30 Ridiculous Pet Products That Prove (Some) People Are Crazy | 22 Words

30 Ridiculous Pet Products That Prove (Some) People Are Crazy

By Abby Heugel

We know that people love their pets, and rightfully so. They’re loyal, they’re kind, and they won’t tag you in random pictures on Facebook. But sometimes that love gets taken a little bit too far and veers over into the realm of a little bit crazy.

We’re not talking about just clothes — we’ve all seen those around — but rather things like fake testicles, perfume, and sex toys for dogs that prove people have too much time and money on their hands.

Don’t believe me? Check out these 30 certifiably insane products.

The Pet High Chair

They claim that “By providing an alternative to sitting on your lap, running disruptively underfoot, or outright banishment, the chair assuages a pet (and its owner’s) frustration, and promotes more refined behavior.” Or you could just let your pet be a pet for the 20 minutes that you’re eating.


Via: Hammacher Schlemmer

Bubbletastic Bacon Bubble Blower

Dogs like bacon. Dogs like chasing bubbles.

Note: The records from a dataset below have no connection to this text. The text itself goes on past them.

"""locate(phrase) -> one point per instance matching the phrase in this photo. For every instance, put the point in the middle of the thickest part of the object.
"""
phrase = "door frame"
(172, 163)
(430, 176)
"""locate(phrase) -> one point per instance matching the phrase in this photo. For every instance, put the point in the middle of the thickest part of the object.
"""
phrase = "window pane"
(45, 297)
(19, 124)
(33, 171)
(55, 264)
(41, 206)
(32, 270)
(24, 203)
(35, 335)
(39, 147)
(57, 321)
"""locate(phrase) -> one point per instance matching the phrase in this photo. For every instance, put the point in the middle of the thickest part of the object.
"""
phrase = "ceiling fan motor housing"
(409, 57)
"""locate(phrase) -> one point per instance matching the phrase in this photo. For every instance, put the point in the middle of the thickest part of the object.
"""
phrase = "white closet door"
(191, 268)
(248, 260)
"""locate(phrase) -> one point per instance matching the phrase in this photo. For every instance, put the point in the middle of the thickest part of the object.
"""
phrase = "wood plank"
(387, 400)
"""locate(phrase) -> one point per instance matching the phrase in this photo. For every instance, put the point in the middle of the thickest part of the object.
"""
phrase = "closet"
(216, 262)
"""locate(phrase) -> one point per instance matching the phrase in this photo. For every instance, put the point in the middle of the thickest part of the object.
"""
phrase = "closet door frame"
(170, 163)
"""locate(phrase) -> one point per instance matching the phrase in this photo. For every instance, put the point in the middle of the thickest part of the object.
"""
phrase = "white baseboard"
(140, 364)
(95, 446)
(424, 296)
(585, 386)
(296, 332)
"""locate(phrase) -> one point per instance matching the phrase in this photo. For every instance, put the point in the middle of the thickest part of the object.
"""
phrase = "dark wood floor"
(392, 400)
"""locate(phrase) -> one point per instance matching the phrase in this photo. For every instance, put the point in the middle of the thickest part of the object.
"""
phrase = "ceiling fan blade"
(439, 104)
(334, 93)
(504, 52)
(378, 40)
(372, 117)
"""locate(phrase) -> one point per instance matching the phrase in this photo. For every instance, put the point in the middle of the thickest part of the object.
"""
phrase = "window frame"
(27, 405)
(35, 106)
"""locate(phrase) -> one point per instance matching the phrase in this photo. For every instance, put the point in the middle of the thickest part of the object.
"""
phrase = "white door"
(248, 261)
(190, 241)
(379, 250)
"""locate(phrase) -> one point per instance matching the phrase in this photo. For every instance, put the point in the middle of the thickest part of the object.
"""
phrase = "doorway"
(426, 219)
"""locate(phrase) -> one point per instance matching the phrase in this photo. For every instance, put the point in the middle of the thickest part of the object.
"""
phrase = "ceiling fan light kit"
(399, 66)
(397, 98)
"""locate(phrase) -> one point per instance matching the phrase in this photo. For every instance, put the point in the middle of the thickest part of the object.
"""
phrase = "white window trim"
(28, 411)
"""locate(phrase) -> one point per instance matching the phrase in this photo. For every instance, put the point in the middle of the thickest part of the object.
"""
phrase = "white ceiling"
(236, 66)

Dogs do not like being teased into thinking that the bubbles that taste like bacon are actually bubbles and not bacon.


Image: Amazon


Considering cats will walk across whatever surface it is you’re trying to work on anyway, I suppose if you have $5,000 to blow, this could be a preventative measure. This table features a series of openings and tunnels that have been carved out by hand to create spaces for a cat to satisfy its curiosity and allow pet owners to share their work space with a feline friend. Good luck with that.


Via: Dezeen

Sexy Beast Dog Perfume

If you think your dog has anxiety (what with all the other dogs sniffing their hind ends and the fact they eat rabbit poop out in the yard) then this $70 bottle unisex perfume with a mix of natural patchouli, mandarin, and nutmeg oils is just for you.


Via: Natural Pets

Nightstand Litter Box

In theory, this nightstand stylishly hides the litter box that you keep in your bedroom for some unknown reason. Instead of having to look at said litter box, now you only have to smell what’s inside — right next to your bed — and listen to your cat bury its poop at 2 a.m.